ヴェンダース以外は皆、天使になってしまった2022年ウクライナ侵攻の今、東西冷戦で引き裂かれていたベルリンを改めて見る。
記憶では霊ダミエルが地上に墜ちて色彩と五感を得て、雪の残る道を歩き、色を尋ね、珈琲を飲み、寒さに手を擦り、地上にいるピーター・フォーク(『カリフォルニア・ドールズ』に、この映画二本で、コロンボを超えている)と語り合うシーンの印象が強い。このシーン、人間讃歌みたいに云われてきたし。サーカスのパフォーマンスもスリリングで危うくて。クラブの音楽も前衛的だな~と思っていた(が、こちらが歳を重ねるに連れ、音楽的には若返っていったみたいだ)。
今はマリオンの孤独、街に残る戦争の爪痕、人々の寂しい寂しい日常の心の呟きが沁みる。誰も見ていないのに、テント裏で片脚立ちの芸をする象。
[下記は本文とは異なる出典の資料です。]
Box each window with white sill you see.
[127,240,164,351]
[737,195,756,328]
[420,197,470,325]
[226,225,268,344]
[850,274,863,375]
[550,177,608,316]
そして分断された街で有限な生きられる時間の中、愛し合うことで大きな歴史の流れに連なってゆく二人。でも、それもいっとき。
ピーターの絵。ホメロスの詩。映画。人間は無限に流れていく時間をいっときでも留めようとするけれど、流れは止まない。
マリオン。天に近い空中ブランコ乗り。落ちれば死(霊たちのよう)。かと言って天から地上に降りないと生きていけない。天にも地にも居場所がない。
カシエルのように、霊はじっと近くにいるのだろうか。もう子どものようには見えないけれど。
ところでレストア版でレビューも分断されているのって、かなり望ましくないと思うが、どうなんでしょう。